I watched TV tonight and feel like I needed to write this blog as a letter to my daughters.
Don’t ever go on a reality show. Do not ever participate in a show that claims to capture reality for the amusement of others. Especially if that show is about love, dating, or partying. I am not aware of a single-one of these shows that benefits mankind. In fact, there are fewer sure signs that humanity is screwed than The Bachelor. (Not to mention, solid evidence of which side will win the gender wars.)
Women are battling for equality in the workplace. For respect on the dating scene. The women of history fought and protested for basic rights and considerations. They are our mothers and wives and leaders and doctors. They dominate the field of nursing because of a compassion for people and compulsion to nurture. Their patience helps mold young minds through teaching in primary education in much greater numbers than men. They have guided advances in science and mathematics. If they knew their true power and influence the world would be a different place.
But here… on television… they are sold as little more than feral cats circling the leg of a lion. Purring and rubbing him trying to win the prize. They are crying over this random man. They are hanging their life happiness on being chosen. They are snipping and stabbing each other in the back. I’m 100% positive that if nine of the ten women were choking on a pretzel the last one would be straightening her dress and working on her sad face to convince Mr. Bachelor that she was deeply affected by the sudden tragic death of her new friends.
The producers are telling a story.

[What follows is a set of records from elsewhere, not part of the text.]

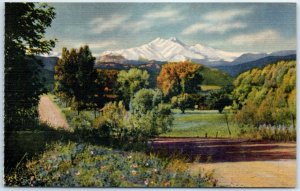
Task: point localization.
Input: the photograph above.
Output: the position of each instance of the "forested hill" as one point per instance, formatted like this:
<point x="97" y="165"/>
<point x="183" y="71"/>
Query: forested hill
<point x="267" y="95"/>
<point x="235" y="70"/>
<point x="212" y="76"/>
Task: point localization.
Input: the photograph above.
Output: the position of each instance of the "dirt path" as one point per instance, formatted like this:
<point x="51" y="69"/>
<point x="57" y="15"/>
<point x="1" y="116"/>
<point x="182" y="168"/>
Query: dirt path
<point x="237" y="162"/>
<point x="279" y="173"/>
<point x="50" y="113"/>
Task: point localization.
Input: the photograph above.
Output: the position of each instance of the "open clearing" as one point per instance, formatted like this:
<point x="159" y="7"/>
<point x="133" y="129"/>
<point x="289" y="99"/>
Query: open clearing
<point x="236" y="162"/>
<point x="198" y="123"/>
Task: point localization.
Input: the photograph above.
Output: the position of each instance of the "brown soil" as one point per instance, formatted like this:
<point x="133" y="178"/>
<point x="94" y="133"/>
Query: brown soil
<point x="50" y="113"/>
<point x="236" y="162"/>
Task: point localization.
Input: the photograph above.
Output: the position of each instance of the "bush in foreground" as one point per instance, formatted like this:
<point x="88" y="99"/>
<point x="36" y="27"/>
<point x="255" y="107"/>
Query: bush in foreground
<point x="78" y="165"/>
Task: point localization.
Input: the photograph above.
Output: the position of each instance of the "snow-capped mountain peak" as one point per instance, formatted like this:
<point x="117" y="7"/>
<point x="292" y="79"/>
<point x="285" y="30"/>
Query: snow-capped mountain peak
<point x="173" y="49"/>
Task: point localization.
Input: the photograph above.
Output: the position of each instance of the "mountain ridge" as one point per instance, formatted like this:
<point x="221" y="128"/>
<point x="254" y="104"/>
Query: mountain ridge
<point x="173" y="50"/>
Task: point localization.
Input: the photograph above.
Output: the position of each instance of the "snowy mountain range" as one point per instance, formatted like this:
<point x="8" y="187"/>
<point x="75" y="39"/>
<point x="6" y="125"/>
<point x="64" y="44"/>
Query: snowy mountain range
<point x="173" y="49"/>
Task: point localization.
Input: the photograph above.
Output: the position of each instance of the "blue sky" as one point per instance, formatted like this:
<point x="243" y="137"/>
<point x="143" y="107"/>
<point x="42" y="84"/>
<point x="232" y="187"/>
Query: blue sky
<point x="238" y="27"/>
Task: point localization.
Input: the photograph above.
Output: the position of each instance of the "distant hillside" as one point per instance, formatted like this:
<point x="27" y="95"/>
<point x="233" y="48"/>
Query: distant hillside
<point x="260" y="63"/>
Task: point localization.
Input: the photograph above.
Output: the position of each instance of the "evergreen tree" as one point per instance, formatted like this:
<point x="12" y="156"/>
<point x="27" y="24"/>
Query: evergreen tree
<point x="25" y="25"/>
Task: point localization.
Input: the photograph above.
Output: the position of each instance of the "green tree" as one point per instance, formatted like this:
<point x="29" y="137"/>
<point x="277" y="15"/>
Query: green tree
<point x="145" y="100"/>
<point x="76" y="77"/>
<point x="65" y="75"/>
<point x="25" y="25"/>
<point x="267" y="95"/>
<point x="218" y="99"/>
<point x="149" y="116"/>
<point x="182" y="101"/>
<point x="130" y="82"/>
<point x="177" y="78"/>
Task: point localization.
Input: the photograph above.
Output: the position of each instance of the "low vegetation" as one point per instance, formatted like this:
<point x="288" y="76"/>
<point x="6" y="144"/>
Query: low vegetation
<point x="77" y="165"/>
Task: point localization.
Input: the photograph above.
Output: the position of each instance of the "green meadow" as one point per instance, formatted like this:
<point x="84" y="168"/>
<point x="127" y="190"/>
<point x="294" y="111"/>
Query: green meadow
<point x="198" y="123"/>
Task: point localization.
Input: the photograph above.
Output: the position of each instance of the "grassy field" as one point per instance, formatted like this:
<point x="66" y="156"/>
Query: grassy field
<point x="198" y="123"/>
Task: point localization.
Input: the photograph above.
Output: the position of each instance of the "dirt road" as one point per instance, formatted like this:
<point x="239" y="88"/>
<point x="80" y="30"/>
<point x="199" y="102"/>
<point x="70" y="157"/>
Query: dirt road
<point x="237" y="162"/>
<point x="50" y="113"/>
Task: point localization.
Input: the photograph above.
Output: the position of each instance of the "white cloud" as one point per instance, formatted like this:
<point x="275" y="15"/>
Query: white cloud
<point x="227" y="15"/>
<point x="102" y="44"/>
<point x="100" y="24"/>
<point x="266" y="36"/>
<point x="129" y="23"/>
<point x="167" y="14"/>
<point x="213" y="28"/>
<point x="263" y="41"/>
<point x="218" y="22"/>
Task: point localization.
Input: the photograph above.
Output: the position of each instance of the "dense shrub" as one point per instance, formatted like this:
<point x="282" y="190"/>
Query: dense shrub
<point x="147" y="118"/>
<point x="267" y="96"/>
<point x="271" y="133"/>
<point x="78" y="165"/>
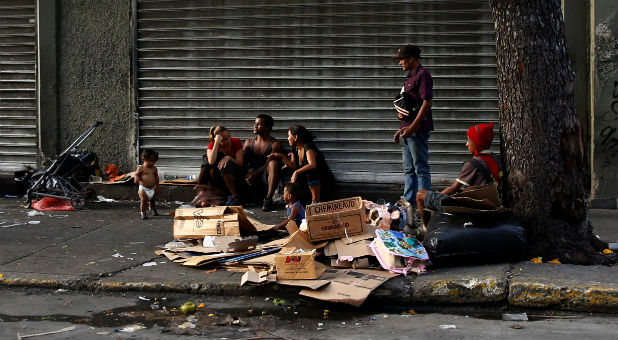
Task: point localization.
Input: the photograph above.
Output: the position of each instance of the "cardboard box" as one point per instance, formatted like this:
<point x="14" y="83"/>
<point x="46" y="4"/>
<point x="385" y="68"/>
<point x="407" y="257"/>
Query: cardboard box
<point x="335" y="219"/>
<point x="210" y="221"/>
<point x="294" y="264"/>
<point x="351" y="286"/>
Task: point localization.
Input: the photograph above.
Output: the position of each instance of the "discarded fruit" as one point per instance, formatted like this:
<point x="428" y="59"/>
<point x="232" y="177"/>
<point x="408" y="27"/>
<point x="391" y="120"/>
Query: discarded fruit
<point x="188" y="308"/>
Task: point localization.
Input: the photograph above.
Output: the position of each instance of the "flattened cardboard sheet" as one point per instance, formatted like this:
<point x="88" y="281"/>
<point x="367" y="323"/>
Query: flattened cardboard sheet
<point x="351" y="286"/>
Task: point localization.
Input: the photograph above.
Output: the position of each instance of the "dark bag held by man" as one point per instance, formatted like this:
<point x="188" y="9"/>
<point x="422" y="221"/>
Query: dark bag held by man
<point x="407" y="109"/>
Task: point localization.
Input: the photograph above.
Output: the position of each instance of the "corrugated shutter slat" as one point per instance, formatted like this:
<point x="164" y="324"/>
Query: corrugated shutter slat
<point x="322" y="64"/>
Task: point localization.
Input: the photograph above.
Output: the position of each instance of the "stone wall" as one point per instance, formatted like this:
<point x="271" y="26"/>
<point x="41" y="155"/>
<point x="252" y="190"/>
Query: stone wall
<point x="605" y="103"/>
<point x="94" y="78"/>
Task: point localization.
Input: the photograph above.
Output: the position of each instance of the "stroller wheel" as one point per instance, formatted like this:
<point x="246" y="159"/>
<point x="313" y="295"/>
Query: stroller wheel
<point x="27" y="201"/>
<point x="89" y="193"/>
<point x="78" y="201"/>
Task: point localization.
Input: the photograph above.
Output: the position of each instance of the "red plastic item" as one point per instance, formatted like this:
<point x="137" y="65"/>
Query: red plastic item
<point x="52" y="204"/>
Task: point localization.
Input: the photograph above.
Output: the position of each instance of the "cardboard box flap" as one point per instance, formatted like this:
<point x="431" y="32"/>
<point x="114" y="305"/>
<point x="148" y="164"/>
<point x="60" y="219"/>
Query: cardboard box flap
<point x="489" y="192"/>
<point x="353" y="250"/>
<point x="332" y="207"/>
<point x="351" y="286"/>
<point x="471" y="211"/>
<point x="467" y="202"/>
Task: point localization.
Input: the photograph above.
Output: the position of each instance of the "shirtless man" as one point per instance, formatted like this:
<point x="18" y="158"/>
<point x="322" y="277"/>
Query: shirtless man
<point x="147" y="177"/>
<point x="257" y="149"/>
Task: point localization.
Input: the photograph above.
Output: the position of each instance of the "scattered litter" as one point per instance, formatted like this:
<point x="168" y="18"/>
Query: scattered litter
<point x="10" y="225"/>
<point x="66" y="329"/>
<point x="188" y="308"/>
<point x="515" y="317"/>
<point x="103" y="199"/>
<point x="131" y="329"/>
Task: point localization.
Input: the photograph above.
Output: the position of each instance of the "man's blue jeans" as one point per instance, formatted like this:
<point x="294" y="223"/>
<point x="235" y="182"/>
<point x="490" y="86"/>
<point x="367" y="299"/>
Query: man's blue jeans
<point x="415" y="153"/>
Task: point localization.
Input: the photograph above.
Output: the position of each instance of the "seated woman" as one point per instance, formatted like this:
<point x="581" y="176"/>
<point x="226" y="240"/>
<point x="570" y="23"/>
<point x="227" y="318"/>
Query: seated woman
<point x="222" y="166"/>
<point x="306" y="165"/>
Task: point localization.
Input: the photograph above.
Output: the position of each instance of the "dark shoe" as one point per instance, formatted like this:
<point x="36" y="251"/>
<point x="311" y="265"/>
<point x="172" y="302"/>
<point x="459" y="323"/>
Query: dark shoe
<point x="268" y="205"/>
<point x="231" y="200"/>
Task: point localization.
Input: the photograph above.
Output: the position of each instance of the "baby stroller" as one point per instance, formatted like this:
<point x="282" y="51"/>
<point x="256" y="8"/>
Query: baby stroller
<point x="56" y="181"/>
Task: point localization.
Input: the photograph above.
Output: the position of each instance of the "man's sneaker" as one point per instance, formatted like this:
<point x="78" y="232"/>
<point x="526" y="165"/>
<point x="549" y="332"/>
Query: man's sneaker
<point x="231" y="200"/>
<point x="268" y="205"/>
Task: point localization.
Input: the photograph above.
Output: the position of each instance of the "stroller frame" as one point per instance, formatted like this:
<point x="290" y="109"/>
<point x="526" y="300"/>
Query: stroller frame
<point x="51" y="184"/>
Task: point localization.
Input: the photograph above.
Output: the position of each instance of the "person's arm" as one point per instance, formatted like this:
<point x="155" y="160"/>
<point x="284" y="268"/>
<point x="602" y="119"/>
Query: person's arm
<point x="212" y="153"/>
<point x="156" y="177"/>
<point x="293" y="213"/>
<point x="416" y="124"/>
<point x="451" y="189"/>
<point x="289" y="162"/>
<point x="312" y="163"/>
<point x="138" y="175"/>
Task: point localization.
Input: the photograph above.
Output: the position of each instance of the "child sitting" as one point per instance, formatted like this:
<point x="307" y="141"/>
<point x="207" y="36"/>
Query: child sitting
<point x="296" y="211"/>
<point x="482" y="169"/>
<point x="147" y="177"/>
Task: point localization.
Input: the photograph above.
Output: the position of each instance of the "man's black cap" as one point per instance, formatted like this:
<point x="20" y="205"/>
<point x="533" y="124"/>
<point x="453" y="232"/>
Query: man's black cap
<point x="408" y="51"/>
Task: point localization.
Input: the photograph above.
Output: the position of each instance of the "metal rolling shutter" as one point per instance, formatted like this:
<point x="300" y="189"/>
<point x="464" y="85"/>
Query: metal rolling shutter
<point x="18" y="102"/>
<point x="322" y="64"/>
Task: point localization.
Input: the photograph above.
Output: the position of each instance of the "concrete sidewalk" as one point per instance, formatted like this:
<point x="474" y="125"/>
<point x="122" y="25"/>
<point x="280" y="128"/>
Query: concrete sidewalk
<point x="104" y="247"/>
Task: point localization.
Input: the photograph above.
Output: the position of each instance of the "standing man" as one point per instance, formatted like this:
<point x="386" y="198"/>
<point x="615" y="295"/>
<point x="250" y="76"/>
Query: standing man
<point x="257" y="150"/>
<point x="414" y="130"/>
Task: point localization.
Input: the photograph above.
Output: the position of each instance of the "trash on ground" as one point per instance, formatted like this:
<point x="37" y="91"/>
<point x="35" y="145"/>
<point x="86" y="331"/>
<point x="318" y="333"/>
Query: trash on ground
<point x="103" y="199"/>
<point x="448" y="327"/>
<point x="188" y="308"/>
<point x="131" y="329"/>
<point x="66" y="329"/>
<point x="514" y="317"/>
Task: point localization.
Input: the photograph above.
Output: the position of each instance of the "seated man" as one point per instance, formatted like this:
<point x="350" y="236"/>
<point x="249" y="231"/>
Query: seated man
<point x="257" y="149"/>
<point x="482" y="169"/>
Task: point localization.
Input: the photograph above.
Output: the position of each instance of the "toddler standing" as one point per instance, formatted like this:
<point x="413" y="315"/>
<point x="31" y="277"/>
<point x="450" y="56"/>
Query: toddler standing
<point x="147" y="177"/>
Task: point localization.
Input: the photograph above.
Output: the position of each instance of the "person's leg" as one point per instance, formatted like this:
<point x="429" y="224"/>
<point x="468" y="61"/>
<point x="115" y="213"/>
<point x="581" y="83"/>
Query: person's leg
<point x="153" y="202"/>
<point x="420" y="155"/>
<point x="273" y="177"/>
<point x="420" y="204"/>
<point x="410" y="181"/>
<point x="315" y="193"/>
<point x="143" y="205"/>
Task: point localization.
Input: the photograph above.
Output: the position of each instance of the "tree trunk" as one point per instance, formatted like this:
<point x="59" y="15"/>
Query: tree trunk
<point x="546" y="184"/>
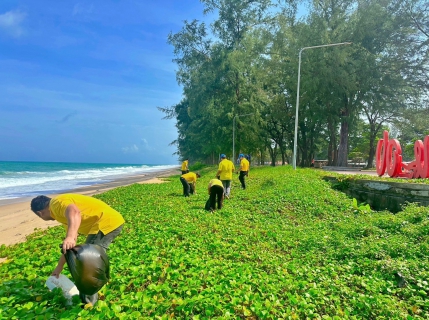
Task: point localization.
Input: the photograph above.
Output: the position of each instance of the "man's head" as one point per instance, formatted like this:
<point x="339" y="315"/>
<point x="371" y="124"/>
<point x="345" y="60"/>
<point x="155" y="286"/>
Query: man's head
<point x="40" y="206"/>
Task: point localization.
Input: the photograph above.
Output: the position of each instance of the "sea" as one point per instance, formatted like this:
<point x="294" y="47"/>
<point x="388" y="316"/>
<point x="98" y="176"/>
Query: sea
<point x="28" y="179"/>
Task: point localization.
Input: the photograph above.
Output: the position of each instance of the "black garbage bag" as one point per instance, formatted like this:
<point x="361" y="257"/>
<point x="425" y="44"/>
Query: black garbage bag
<point x="207" y="206"/>
<point x="89" y="267"/>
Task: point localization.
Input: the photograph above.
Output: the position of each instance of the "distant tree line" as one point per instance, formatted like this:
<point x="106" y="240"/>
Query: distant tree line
<point x="246" y="62"/>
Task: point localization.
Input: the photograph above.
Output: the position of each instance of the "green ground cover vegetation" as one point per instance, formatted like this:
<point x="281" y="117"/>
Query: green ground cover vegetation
<point x="288" y="247"/>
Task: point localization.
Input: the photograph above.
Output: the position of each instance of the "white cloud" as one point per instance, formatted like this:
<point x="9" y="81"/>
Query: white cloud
<point x="11" y="22"/>
<point x="132" y="149"/>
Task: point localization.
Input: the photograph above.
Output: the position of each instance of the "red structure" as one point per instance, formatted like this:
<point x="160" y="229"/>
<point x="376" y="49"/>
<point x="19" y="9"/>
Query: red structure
<point x="389" y="157"/>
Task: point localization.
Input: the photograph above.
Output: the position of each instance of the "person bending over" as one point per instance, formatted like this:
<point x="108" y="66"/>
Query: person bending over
<point x="185" y="166"/>
<point x="244" y="170"/>
<point x="80" y="215"/>
<point x="189" y="181"/>
<point x="215" y="189"/>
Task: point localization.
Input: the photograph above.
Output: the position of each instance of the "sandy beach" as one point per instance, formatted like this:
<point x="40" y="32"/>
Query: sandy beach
<point x="17" y="220"/>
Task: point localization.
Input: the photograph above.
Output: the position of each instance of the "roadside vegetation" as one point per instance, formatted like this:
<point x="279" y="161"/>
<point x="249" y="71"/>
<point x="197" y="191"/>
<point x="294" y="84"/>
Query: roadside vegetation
<point x="287" y="247"/>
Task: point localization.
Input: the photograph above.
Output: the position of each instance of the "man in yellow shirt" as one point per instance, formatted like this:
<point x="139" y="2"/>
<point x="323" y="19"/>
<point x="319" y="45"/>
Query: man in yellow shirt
<point x="244" y="170"/>
<point x="189" y="181"/>
<point x="215" y="189"/>
<point x="225" y="170"/>
<point x="80" y="214"/>
<point x="185" y="166"/>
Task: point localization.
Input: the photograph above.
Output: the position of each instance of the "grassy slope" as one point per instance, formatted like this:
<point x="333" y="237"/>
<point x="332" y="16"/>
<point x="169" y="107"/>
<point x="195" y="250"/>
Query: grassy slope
<point x="287" y="247"/>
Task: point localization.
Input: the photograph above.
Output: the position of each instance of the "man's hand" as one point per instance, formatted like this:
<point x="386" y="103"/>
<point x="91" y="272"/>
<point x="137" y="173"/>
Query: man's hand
<point x="58" y="269"/>
<point x="68" y="243"/>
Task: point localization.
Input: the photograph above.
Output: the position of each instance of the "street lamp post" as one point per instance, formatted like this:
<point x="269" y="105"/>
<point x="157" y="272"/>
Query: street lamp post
<point x="297" y="94"/>
<point x="233" y="133"/>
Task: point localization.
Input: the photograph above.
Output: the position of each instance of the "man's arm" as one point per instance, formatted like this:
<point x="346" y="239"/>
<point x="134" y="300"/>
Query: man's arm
<point x="59" y="267"/>
<point x="73" y="223"/>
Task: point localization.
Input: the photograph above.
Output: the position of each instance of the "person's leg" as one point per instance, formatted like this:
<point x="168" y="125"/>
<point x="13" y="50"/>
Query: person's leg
<point x="218" y="195"/>
<point x="227" y="187"/>
<point x="241" y="178"/>
<point x="104" y="241"/>
<point x="212" y="198"/>
<point x="185" y="185"/>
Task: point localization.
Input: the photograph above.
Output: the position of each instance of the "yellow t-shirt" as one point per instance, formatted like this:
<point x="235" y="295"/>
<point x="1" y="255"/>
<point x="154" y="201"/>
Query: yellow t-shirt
<point x="215" y="182"/>
<point x="190" y="177"/>
<point x="96" y="215"/>
<point x="244" y="165"/>
<point x="226" y="167"/>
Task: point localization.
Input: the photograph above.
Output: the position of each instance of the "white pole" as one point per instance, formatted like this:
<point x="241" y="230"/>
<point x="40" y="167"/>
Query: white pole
<point x="295" y="140"/>
<point x="233" y="133"/>
<point x="233" y="139"/>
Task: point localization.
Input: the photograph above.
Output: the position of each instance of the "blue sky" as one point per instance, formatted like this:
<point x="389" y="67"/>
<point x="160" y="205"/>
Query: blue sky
<point x="80" y="80"/>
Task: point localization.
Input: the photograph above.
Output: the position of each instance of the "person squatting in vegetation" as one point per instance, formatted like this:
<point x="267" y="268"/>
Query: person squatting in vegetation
<point x="224" y="174"/>
<point x="244" y="170"/>
<point x="185" y="166"/>
<point x="215" y="189"/>
<point x="189" y="181"/>
<point x="80" y="215"/>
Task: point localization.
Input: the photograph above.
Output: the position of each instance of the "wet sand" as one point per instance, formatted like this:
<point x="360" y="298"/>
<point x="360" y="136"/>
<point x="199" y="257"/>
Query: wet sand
<point x="17" y="220"/>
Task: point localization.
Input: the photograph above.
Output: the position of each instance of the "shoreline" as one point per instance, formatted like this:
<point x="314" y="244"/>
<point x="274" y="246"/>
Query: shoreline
<point x="17" y="220"/>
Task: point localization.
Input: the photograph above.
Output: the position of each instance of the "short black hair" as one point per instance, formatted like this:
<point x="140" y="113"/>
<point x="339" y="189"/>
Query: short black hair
<point x="39" y="203"/>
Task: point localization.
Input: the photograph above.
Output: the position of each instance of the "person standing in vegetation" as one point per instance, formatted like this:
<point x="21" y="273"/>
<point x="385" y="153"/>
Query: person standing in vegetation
<point x="185" y="166"/>
<point x="244" y="170"/>
<point x="215" y="189"/>
<point x="189" y="181"/>
<point x="226" y="168"/>
<point x="80" y="215"/>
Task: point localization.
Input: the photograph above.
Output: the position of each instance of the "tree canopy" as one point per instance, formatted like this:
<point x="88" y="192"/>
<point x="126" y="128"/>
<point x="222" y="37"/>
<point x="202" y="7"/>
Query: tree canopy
<point x="246" y="63"/>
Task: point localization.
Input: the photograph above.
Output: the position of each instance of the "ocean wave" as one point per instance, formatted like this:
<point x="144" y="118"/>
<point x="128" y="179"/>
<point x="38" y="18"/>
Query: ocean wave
<point x="28" y="182"/>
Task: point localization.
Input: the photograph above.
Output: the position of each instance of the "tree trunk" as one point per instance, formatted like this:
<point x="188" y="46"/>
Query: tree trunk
<point x="344" y="143"/>
<point x="332" y="146"/>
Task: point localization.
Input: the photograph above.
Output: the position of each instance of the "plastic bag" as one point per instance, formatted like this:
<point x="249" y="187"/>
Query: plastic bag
<point x="89" y="267"/>
<point x="64" y="283"/>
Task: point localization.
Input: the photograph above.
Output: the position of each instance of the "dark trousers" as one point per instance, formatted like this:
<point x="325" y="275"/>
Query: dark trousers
<point x="241" y="178"/>
<point x="186" y="187"/>
<point x="226" y="187"/>
<point x="103" y="240"/>
<point x="216" y="196"/>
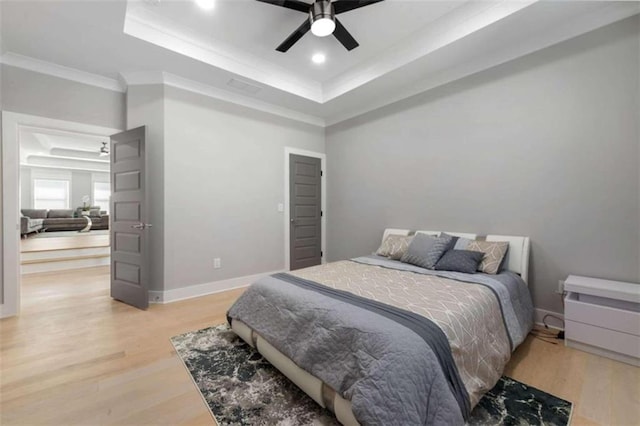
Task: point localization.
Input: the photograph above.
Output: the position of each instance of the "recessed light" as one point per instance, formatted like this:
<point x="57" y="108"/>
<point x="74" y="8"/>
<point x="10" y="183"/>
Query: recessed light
<point x="318" y="58"/>
<point x="206" y="4"/>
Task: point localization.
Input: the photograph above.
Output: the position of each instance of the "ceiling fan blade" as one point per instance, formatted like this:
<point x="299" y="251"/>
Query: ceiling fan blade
<point x="290" y="4"/>
<point x="344" y="37"/>
<point x="342" y="6"/>
<point x="295" y="36"/>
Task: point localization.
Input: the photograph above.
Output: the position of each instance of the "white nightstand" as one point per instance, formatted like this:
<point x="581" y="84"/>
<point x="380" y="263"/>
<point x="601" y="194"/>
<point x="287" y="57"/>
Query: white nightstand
<point x="603" y="317"/>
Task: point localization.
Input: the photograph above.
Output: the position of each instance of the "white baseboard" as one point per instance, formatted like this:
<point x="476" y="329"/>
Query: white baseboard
<point x="551" y="321"/>
<point x="198" y="290"/>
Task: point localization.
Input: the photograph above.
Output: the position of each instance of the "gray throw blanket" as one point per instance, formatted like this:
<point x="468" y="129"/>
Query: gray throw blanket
<point x="386" y="361"/>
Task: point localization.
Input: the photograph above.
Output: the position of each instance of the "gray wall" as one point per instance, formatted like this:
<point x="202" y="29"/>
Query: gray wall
<point x="224" y="177"/>
<point x="145" y="107"/>
<point x="26" y="200"/>
<point x="545" y="146"/>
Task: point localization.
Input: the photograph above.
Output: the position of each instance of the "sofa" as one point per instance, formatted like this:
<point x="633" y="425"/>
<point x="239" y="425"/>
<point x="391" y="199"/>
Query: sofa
<point x="35" y="220"/>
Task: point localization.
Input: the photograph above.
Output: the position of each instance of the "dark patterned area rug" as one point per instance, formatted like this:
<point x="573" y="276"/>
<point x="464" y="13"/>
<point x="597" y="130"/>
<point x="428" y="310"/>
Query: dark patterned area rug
<point x="242" y="388"/>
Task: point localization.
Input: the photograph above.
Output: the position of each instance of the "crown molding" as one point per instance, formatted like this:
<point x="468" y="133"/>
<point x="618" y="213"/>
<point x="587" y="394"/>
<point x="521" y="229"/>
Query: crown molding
<point x="144" y="24"/>
<point x="608" y="14"/>
<point x="60" y="71"/>
<point x="454" y="26"/>
<point x="172" y="80"/>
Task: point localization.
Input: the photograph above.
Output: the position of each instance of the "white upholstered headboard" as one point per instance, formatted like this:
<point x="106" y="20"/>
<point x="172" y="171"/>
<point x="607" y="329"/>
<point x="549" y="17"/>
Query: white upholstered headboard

Take note of the message but only to remember how shitty it is. Watch this show once and keep count of some things.
In a two day span he made out with each and every one of the women. They were fully aware of what was going on. The only thought was winning and how they could go farther, faster to gain the edge. I’m also certain that they would voluntarily carry his child to win. If any of them picked up the flu or stomach virus, production of the show would have to shut down while the wave passed. I hope they pre-screen for STD’s.
Maybe it is a lofty goal to hope for anything better. Biology is strong medicine. Attraction and hormones are nearly unstoppable. Fight the good fight. Do what you do and if you mess up don’t carry around any guilt you accumulate. Let it go. But for the love of all that is good and holy… don’t whore yourself out on Season 37 of The Bachelor.
There. That is my advice for the day.
Take it with a grain of salt because I am taking your mother to see the premier of the third Fifty Shades of Grey movie. It is basically a porn with a little better story line. Not much better but somewhat. And it is a best seller. A large percentage of people who are smart enough to read words chose, of their own free will, to read three of these novels. A novel series that is based around a woman being dominated by a physically fit, young billionaire with good intentions and a desire to shower her with riches. A fucking best seller.
You have your work cut out for you. Good luck.